Wesley Corpus

Treatise Thoughts Upon Necessity

AuthorJohn Wesley
Typetreatise
YearNone
Passage IDjw-treatise-thoughts-upon-necessity-005
Words390
Universal Redemption Catholic Spirit Free Will
“Hence it appears, that God decrees all future events. He who gave such a nature to his creatures, and placed them in such circumstances, that a certain train of actions must necessarily follow ; he who did so, and who must have foreseen the consequences, did certainly decree, that those events should fall out, and that men should act just as they do. “The Deity is the First Cause of all things. He formed the plan on which all things were to be governed, and put it in execution by establishing, both in the natural and moral world, certain laws that are fixed and immutable. By virtue of these, all things proceed in a regular train of causes and effects, bringing about the events contained in the original plan, and admitting the possibility of no other. This universe is a vast machine, winded up and set a-going. The several springs and wheels act unerringly one upon another. The hand advances and the clock strikes, precisely as the Artist has determined. In this plan, man, a rational creature, was to fulfil certain ends. He was to appear as an actor, and to act with consciousness and spontaneity. Consequently, it was necessary he should have some idea of liberty, some feeling of things possible and contingent, things depending on himself, that he might be led to exercise that activity for which he was designed. To have seen himself a part of that great machine would have been altogether incongruous to the ends he was to fulfil.
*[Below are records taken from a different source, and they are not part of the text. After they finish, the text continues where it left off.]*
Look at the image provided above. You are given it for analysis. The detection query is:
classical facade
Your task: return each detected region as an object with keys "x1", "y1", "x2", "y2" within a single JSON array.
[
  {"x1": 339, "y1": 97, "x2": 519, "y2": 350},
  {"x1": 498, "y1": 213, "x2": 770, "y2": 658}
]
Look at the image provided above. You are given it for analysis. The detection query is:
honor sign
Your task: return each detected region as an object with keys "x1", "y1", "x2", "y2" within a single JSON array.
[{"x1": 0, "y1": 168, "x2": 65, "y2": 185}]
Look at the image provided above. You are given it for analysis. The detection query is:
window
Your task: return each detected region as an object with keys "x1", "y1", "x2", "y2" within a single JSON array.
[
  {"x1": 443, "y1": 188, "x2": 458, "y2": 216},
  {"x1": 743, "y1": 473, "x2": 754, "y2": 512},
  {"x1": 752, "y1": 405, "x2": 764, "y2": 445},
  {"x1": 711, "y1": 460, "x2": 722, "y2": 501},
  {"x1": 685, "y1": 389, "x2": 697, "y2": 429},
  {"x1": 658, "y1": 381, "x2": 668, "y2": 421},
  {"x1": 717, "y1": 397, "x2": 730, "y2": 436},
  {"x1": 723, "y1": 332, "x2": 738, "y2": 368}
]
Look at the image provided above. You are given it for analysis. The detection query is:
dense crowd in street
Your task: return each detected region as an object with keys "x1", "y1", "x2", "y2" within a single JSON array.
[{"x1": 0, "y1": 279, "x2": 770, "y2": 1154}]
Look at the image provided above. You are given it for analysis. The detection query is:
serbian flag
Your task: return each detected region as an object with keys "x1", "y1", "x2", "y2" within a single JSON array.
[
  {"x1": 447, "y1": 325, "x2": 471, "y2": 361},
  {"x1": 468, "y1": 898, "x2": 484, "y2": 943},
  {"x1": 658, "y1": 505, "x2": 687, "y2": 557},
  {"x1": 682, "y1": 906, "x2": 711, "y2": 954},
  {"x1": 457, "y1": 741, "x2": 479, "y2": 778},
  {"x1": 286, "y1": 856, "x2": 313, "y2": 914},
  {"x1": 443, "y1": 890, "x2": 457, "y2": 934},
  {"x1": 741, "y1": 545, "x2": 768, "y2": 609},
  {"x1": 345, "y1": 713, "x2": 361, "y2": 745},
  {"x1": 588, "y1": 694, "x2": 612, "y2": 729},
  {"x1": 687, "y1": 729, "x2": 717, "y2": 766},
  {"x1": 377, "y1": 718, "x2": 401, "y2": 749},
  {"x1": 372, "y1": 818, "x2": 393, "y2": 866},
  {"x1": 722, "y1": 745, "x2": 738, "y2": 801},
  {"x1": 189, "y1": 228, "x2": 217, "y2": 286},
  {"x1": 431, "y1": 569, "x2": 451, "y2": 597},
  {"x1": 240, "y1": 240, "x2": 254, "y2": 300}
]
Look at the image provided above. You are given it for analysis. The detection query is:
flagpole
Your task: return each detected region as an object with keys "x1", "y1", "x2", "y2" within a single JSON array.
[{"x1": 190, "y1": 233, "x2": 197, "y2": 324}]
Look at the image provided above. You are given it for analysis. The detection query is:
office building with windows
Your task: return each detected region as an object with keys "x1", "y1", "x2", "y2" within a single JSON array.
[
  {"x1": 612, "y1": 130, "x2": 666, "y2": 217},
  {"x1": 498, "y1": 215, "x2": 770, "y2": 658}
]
Had he seen that nothing was contingent, there would have been no room for forethought, nor for any sort of industry or care. Reason could not have been exercised in the way it is now; that is, man could not have been man. But now, the moment he comes into the world, he acts as a free agent. And contingency, though it has no real existence in things, is made to appear as really existing. Thus is our natural feeling directly opposite to truth and matter of fact; seeing it is certainly impossible, that any man should act any otherwise than he does.” See necessity drawn at full length, and painted in the most lively colours! II. 1. It is easy to observe, that every one of these schemes implies the universal necessity of human actions.